But the real story takes place after Alex, getting chased and bullied by some awful boys, meets Mr. Peterson, a cranky, old, Vietnam vet. To pay back a debt, Alex has to start helping Mr. Peterson, but this help turns into a real friendship where they bond over classical music and Kurt Vonnegut. I’m not going to tell you any of the circumstances that lead to Mr. Peterson being in an urn, but you will find out by the end and it comes about in a very interesting way that may make you question what you’d do for friendship.
This book is very quirky. One minute we’re getting a lesson on meteors, meteoroids, and meteorites, the next we’re learning all about Kurt Vonnegut’s works, and the next we’re given a long treatise on tarot card readings. We’re in Alex’s head a lot in this book, so when he’s researching his meteorite and his condition, we’re researching it. Sometimes this slowed down the book, especially in pivotal moments where I wanted to find out what was going to happen, but it was also really interesting. I can’t say I’ve learned so much about such a weird combination of materials all in one piece of fiction.

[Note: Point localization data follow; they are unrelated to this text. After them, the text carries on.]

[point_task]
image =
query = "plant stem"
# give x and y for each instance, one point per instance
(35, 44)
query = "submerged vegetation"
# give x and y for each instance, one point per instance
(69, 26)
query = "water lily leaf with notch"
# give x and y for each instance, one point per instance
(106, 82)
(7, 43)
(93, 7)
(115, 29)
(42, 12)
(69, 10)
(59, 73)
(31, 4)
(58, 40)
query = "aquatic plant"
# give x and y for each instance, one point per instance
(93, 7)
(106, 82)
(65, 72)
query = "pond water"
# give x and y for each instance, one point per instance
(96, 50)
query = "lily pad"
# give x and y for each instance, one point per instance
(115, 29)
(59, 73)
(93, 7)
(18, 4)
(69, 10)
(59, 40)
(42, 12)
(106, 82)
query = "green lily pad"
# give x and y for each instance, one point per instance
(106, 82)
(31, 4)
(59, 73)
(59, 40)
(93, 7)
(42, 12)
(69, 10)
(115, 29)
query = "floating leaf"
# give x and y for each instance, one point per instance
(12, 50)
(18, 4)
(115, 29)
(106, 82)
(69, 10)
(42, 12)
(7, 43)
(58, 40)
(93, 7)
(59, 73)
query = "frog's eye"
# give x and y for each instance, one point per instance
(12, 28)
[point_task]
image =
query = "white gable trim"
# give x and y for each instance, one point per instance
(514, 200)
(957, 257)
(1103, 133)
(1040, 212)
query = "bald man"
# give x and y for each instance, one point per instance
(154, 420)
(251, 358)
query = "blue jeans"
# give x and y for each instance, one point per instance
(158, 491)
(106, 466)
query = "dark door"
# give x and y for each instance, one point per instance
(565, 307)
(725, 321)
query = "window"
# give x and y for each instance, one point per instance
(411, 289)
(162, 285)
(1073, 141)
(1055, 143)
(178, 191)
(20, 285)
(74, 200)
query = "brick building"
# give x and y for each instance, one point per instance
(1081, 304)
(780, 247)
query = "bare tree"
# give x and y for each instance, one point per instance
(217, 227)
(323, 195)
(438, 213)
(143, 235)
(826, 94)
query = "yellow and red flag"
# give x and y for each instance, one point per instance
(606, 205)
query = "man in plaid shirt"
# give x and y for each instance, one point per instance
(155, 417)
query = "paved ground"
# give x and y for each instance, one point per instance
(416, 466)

The people in Alex’s life are also pretty quirky. Alex knows about tarot cards from his hippy, dippy, trippy mother who owns a shop where she reads cards and sells things like crystals, candles, and books about Wicca and astrology. She’s a really cool mother, even if Alex can’t always see it. Mr. Peterson is also pretty cool in that he’s at that great stage in life where he doesn’t give a damn what anyone think so he’s going to say and do any damn thing he pleases, including enjoying his daily dose of Mary Jane.
I really like stories of young people being taught lessons by ornery old folks. We’ve seen this before, this isn’t anything new, but for me it never gets old. The generational differences, the differences in experiences, and they way they grow and learn from each other is what draws me to these kinds of stories, and this is a great one. It’s about friendship, family, science, death, human rights, mathematics, religion, and a little bit of Kurt Vonnegut and I loved it.